Édition du 28 Juillet 2018

« La correction rend Kraft Heinz attrayant »


Édition du 28 Juillet 2018

Par Stéphane Rolland

Daniel ­Chartier est gestionnaire de portefeuille de l’Équipe ­Chartier, de ­Valeurs mobilières ­Desjardins, à ­Montréal, qui gère un actif d’environ 300 M$. Comptable de formation, il œuvre dans le secteur depuis 1987.

Stéphane Rolland - Les inquiétudes qui circulent sur la pérennité du marché haussier vous ont-elles incité à ajuster vos placements ?

Daniel Chartier - Nous ne voulons pas que nos clients ne réagissent qu'aux manchettes des journaux. Ce n'est pas le moment de prendre de grandes décisions radicales, du genre : « Je vends toutes mes actions ». Par contre, nous sommes sensibles au désir de certains clients. Si le client est inquiet, nous allons l'accompagner et lui faire prendre quelque profit. Réduire de 10 % sa pondération en actions est raisonnable. On ne le fera jamais dans un grand basculement. Pour nos clients qui sont à l'aise avec le contexte boursier actuel, nous n'avons pas bougé significativement.

S.R. - Vous êtes donc optimiste, mais vous vous ajustez à vos clients.

D.C. - Je dirais plutôt que je suis neutre. Il y a des risques importants, mais il faut également souligner les points positifs avant de réagir. Le marché est presque au plein emploi en Amérique du Nord et il s'améliore en Europe. La croissance économique est régulière et l'inflation demeure contenue. Ça contraste avec les épisodes de fortes croissances et de reculs des dernières décennies. Les résultats des sociétés sont bons et les bilans sont généralement sains, bien que certaines entreprises aient profité des faibles taux pour s'endetter davantage. Les multiples ne sont pas en territoire d'aubaine, mais ce n'est pas la grande spéculation non plus.

S.R. - Quels sont les risques que vous cernez ?

D.C. - La longue durée du marché haussier est en elle-même un risque. En soi, ce n'est pas nécessairement un présage de la fin du cycle, mais ça incite à une certaine prudence. Le protectionnisme ambiant est également une source d'inquiétudes. Les taux d'intérêt, pour leur part, sont à surveiller. Pour l'instant, les banques centrales normalisent lentement leurs taux, mais une hausse plus rapide des taux ou de l'inflation représenterait un risque. Il faut rester prudent devant les embellies en Bourse. Je pense au secteur technologique et au créneau du cannabis.

S.R. - Vous avez une approche défensive et aimez les titres à dividendes. Comment vous adaptez-vous au contexte de hausse des taux d'intérêt ?
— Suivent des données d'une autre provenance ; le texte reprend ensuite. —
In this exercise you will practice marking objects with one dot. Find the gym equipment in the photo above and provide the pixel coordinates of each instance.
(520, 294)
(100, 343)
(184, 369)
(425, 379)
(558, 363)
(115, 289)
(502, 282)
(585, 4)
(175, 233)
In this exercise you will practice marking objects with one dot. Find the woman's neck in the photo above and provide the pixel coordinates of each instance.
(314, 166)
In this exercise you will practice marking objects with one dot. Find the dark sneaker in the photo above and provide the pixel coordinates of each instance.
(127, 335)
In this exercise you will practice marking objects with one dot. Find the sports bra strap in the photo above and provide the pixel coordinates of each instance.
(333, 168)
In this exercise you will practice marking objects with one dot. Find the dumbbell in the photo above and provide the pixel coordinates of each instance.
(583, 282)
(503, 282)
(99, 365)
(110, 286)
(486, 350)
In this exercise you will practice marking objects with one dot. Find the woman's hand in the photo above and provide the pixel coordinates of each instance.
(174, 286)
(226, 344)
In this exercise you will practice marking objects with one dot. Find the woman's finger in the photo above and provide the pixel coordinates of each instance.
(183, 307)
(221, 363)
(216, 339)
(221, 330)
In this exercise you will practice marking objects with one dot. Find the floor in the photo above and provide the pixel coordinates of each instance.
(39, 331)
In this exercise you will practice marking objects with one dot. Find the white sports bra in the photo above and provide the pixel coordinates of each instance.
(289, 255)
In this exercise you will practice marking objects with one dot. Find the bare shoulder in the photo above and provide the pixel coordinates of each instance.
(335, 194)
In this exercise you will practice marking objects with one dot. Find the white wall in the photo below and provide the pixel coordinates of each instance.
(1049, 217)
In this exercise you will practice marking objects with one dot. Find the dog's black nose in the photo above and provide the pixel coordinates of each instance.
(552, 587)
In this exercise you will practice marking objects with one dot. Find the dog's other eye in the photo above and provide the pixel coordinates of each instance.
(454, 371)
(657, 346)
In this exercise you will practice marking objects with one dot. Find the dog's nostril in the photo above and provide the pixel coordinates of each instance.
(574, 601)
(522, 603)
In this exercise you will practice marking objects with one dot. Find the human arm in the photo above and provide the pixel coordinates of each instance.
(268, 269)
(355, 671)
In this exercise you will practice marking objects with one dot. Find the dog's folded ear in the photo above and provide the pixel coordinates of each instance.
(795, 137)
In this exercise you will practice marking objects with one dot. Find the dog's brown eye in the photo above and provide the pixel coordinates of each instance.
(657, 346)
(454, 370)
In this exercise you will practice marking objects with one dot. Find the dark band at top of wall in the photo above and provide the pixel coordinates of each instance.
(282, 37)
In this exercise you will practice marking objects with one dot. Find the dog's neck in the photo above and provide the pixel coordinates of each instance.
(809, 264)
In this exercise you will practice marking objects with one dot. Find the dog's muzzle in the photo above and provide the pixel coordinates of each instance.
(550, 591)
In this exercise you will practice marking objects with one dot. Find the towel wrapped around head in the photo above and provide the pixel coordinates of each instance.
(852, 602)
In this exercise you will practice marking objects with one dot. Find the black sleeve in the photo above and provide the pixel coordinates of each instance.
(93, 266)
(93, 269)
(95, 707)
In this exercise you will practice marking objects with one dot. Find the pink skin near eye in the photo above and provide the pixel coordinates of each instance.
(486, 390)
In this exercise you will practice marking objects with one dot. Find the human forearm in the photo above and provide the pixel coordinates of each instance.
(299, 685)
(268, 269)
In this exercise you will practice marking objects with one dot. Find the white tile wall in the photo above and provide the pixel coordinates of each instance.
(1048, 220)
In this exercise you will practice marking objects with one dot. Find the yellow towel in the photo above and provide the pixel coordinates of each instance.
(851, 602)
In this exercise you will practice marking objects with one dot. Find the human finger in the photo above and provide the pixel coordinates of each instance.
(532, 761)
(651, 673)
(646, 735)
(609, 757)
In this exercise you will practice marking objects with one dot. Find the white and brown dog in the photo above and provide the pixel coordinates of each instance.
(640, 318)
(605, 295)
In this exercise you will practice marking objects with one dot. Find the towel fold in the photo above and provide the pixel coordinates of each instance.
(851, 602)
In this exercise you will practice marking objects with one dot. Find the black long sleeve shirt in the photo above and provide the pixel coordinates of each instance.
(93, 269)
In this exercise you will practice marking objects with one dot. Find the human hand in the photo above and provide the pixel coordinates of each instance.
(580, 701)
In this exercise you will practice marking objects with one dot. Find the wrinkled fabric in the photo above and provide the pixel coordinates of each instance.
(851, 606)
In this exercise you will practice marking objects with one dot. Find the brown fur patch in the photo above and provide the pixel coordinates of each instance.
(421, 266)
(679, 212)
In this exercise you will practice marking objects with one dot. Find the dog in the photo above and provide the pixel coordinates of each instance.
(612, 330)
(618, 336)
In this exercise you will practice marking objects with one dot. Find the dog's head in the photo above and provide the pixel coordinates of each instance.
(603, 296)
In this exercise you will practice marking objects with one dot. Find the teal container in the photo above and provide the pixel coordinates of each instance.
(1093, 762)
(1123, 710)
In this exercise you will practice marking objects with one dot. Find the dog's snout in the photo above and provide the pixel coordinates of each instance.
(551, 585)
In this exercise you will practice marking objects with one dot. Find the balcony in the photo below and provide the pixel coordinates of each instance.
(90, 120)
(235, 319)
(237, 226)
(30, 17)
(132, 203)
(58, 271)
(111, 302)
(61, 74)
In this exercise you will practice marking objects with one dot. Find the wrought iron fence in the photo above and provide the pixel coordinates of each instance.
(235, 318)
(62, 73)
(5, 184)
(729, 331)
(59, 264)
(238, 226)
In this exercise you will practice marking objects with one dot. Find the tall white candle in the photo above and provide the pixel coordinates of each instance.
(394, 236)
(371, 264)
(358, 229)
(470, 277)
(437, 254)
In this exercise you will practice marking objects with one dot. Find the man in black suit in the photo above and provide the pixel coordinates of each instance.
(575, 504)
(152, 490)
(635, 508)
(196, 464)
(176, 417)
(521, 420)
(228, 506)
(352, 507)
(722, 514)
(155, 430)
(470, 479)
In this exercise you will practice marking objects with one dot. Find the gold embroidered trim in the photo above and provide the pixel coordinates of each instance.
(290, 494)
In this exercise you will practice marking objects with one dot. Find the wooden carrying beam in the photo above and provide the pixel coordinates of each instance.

D.C. - Nous essayons de trouver des titres à dividendes axés sur l'activité économique afin de ne pas avoir trop de titres sensibles aux taux d'intérêt. Par exemple, WSP Global (WSP) ou TFI International (TFII) font partie de nos choix récents.

S.R. - Quelle société est sur votre écran radar ?

D.C. - Le titre de Kraft Heinz (KHC) est sous pression en raison de la stagnation de ses ventes. Les goûts des consommateurs changent et les nouvelles mères sont moins enthousiastes à l'idée d'acheter leurs produits que nos mères l'étaient. Le marché n'aime pas ça. Pour l'instant, la rentabilité vient de la gestion des coûts et des synergies, et non pas d'un engouement pour les produits. Il serait surprenant que la société reste les bras croisés devant les changements de goûts des consommateurs. Après la correction du titre, le prix de l'action et le dividende de 3,9 % rendent le risque plus faible. Sinon, la direction est crédible et la société a un bon bilan financier.